Temps mort

2009 - Film & Video (Film & Video)

18 min

Mohamed Bourouissa


The film called Temps Mort (Dead Time or Time Out) presents an exchange of short video footage assembled into one final edit. Remotely driven footage of daily life in prison, the banality of a sink, of a plant or a plate of pasta are offtset against scenes of life outside, in the streets of Paris, a night of love or seascapes. The dialogue between the inmate and the artist occurs by text messages and captures this exceptional situation of exchange, sharing et perhaps dependence. As the tie between the two men develops, the confrontation between life inside and out of those walls intensifies. Like his previous work, it is interesting to compare this with the documentaries screened in the general media about violence in the suburbs or in prisons.

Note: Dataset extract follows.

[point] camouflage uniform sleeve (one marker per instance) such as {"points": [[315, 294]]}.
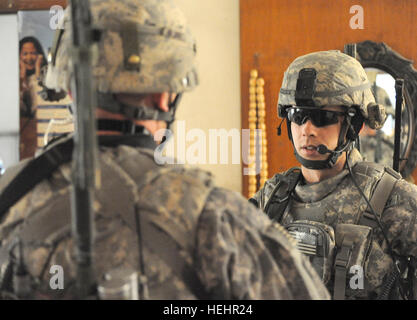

Mohamed Bourouissa became known in the 2000s with a series of photographs on young people in the suburbs of Paris. His work later evolved into video, sculpture, and installation, but remained focused on issues related to immigration and the social-economic processes that lead to integration or exclusion. He describes contemporary society implicitly, by outlining its contours. With a critical take on the mass media image, the subjects of his photographs and videos are people left behind at the crossroads of integration and exclusion. Preceded by a long immersion phase, each of Mohamed Bourouissa’s projects builds a new enunciation situation.